Altcademy - a Forbes magazine logo Best Coding Bootcamp 2023

How to create a new column in Pandas

Understanding Pandas and DataFrames

Before we dive into the process of creating a new column in a Pandas DataFrame, let's briefly understand what Pandas is and what a DataFrame represents. Pandas is an open-source Python library that provides high-performance data manipulation and analysis tools using its powerful data structures. One of these structures is the DataFrame, which can be imagined as a table much like one you would find in a spreadsheet. Each column in a DataFrame can be thought of as a list of entries, much like a column in a spreadsheet, and each row represents a single record.

Getting Started with Pandas

To start using Pandas, we first need to import it. We can do this with the following line of code:

import pandas as pd

The pd is a common alias for Pandas, and it allows us to access all the functions and classes within Pandas using this shorthand notation.

Creating a New Column from Scratch

Creating a new column in a DataFrame is akin to adding a new feature to our data. Let's say we have a DataFrame that contains information about fruits and their prices. We want to add a new column that shows the stock quantity for each fruit.

First, let's create our simple DataFrame:

data = {
    'Fruit': ['Apple', 'Banana', 'Cherry', 'Date'],
    'Price': [1.2, 0.5, 1.5, 1.0]
}

df = pd.DataFrame(data)

Now, to add a new column, we can simply assign a list of values to a new column name like so:

df['Stock'] = [20, 35, 15, 50]

After this, our DataFrame df will have a new column named 'Stock'.

Using a Constant Value for the New Column

If we want to add a new column where every row has the same value, we can assign a single value instead of a list. For instance, if we want to add a column that indicates the currency of the prices:

df['Currency'] = 'USD'

Now, every row in the 'Currency' column will contain the string 'USD'.

Creating a Column Based on Operations with Existing Columns

We can also create a new column by performing operations on existing columns. For example, if we want to calculate the total value of the stock for each fruit, we can multiply the 'Price' column with the 'Stock' column:

df['TotalValue'] = df['Price'] * df['Stock']

This operation is performed row-wise, meaning each row's 'Price' and 'Stock' are multiplied to give the 'TotalValue' for that particular row.

Using Functions to Create Columns

If we have more complex logic for our new column, we can define a function and apply it to the DataFrame. Suppose we want to categorize fruits based on their price: 'Cheap' for prices less than 1, 'Moderate' for prices between 1 and 1.5, and 'Expensive' for prices higher than 1.5. We can write a function and use the apply() method:

def categorize_price(price):
    if price < 1:
        return 'Cheap'
    elif price <= 1.5:
        return 'Moderate'
    else:
        return 'Expensive'

df['PriceCategory'] = df['Price'].apply(categorize_price)
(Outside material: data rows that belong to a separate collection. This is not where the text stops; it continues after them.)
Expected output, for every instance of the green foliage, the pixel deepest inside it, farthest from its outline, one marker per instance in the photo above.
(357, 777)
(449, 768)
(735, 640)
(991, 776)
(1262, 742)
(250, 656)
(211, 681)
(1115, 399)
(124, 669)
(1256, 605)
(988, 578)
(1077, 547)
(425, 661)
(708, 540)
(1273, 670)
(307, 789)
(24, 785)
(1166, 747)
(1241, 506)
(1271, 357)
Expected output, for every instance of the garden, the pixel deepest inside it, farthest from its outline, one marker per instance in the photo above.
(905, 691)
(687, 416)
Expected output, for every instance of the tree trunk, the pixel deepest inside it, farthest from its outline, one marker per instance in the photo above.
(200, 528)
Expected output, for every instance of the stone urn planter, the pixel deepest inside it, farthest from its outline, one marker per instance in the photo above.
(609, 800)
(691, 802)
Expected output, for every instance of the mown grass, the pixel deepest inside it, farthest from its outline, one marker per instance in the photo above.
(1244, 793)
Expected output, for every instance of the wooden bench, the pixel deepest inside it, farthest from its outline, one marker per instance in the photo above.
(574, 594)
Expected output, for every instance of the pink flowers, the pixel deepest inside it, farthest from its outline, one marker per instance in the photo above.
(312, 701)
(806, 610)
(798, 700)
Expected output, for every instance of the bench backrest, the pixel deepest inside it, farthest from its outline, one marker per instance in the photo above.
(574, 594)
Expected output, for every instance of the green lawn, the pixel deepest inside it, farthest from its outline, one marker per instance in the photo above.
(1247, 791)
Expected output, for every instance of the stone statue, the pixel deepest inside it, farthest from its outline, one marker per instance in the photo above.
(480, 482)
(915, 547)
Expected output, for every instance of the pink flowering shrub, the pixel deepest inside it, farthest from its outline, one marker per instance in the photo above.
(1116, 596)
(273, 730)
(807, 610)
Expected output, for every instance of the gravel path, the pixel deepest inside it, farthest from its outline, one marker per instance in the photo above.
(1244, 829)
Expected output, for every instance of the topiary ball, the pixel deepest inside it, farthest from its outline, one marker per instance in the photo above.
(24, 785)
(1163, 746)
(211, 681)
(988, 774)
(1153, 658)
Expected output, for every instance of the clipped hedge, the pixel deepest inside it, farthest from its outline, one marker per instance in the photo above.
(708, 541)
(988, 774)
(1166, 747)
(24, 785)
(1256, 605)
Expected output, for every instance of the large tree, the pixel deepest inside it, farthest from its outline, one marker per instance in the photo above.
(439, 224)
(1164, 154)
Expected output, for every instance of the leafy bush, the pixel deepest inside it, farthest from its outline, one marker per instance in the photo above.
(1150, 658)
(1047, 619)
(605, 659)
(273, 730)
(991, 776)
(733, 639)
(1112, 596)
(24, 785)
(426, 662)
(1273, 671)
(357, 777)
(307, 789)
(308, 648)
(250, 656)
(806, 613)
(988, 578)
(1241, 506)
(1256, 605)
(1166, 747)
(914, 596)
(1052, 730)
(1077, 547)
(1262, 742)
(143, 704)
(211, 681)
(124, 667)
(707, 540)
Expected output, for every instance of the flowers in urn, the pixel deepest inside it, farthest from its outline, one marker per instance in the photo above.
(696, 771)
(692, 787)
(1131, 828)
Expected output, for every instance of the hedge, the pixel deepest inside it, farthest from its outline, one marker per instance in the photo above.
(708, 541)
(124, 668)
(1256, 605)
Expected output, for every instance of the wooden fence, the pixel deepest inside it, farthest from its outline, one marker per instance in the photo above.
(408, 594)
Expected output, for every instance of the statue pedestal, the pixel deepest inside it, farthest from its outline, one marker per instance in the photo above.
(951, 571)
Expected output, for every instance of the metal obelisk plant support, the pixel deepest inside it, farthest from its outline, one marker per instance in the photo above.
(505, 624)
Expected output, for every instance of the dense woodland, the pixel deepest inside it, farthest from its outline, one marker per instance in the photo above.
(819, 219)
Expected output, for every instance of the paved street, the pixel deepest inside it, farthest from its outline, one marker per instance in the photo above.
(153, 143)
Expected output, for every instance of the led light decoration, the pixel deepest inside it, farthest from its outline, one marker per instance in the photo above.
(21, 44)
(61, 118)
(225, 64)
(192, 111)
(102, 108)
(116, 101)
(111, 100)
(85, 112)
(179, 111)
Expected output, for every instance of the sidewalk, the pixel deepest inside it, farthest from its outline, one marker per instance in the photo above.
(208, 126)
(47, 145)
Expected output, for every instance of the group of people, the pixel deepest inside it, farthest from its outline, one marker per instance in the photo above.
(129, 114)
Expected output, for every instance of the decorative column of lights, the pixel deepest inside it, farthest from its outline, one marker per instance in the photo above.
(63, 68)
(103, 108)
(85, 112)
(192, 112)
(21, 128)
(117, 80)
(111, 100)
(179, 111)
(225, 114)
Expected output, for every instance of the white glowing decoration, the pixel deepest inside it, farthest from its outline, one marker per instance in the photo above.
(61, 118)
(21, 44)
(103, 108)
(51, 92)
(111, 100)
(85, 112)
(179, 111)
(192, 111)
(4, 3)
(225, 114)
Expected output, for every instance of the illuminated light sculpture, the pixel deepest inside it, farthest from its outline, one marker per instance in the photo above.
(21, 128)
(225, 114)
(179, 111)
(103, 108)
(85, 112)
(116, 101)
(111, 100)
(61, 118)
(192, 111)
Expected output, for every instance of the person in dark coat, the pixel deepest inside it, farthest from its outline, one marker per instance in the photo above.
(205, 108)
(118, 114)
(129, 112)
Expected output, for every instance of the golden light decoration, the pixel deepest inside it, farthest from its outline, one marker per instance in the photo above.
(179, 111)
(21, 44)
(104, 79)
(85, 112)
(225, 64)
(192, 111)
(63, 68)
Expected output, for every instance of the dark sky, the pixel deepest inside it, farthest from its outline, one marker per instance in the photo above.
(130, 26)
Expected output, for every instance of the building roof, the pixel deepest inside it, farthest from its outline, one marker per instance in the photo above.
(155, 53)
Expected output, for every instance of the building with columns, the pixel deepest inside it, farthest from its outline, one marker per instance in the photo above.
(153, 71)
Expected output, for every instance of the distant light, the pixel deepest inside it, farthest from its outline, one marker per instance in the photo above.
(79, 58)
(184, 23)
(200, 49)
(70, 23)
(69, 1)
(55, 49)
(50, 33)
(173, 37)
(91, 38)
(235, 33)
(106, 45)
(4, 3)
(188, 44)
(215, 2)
The apply() method takes a function and applies it to each element in the column.

Conditional Column Creation with np.where

For conditional column creation, we can use NumPy's where function. This is useful for creating binary or flag columns based on a condition. Let's add a column to flag whether a fruit is in stock, assuming a stock quantity of less than 10 means it's not in stock:

import numpy as np

df['InStock'] = np.where(df['Stock'] > 10, 'Yes', 'No')

This line will check each row's 'Stock' value, and if it's greater than 10, 'Yes' will be assigned to the 'InStock' column for that row; otherwise, 'No'.

Adding a Column with Data from Another DataFrame

Sometimes, we might need to add a column that comes from another DataFrame. For example, we have another DataFrame with discount information:

discount_data = {
    'Fruit': ['Apple', 'Banana', 'Cherry', 'Date'],
    'Discount': [0.1, 0.2, 0.15, 0.05]
}

discount_df = pd.DataFrame(discount_data)

We can merge this with our original DataFrame:

df = df.merge(discount_df, on='Fruit', how='left')

The merge function combines the two DataFrames based on the 'Fruit' column. The how='left' argument means that all entries from the original df will be kept, even if there's no matching entry in discount_df.

Conclusion: The Versatility of Data Manipulation with Pandas

In the realm of data manipulation, Pandas stands as a versatile and powerful tool, and creating new columns is a fundamental aspect of shaping and enriching your data. Whether you're setting up a straightforward list of values, calculating from existing columns, or even integrating complex logic, Pandas offers a variety of ways to achieve your goal. The ability to seamlessly add and manipulate columns in a DataFrame empowers you to prepare your data for analysis, visualization, or any other process that might follow in your data journey. As you become more familiar with these operations, you'll find that they become second nature, allowing you to handle data with both precision and creativity. Remember, each new column is a step towards unveiling insights and telling the story hidden within your data.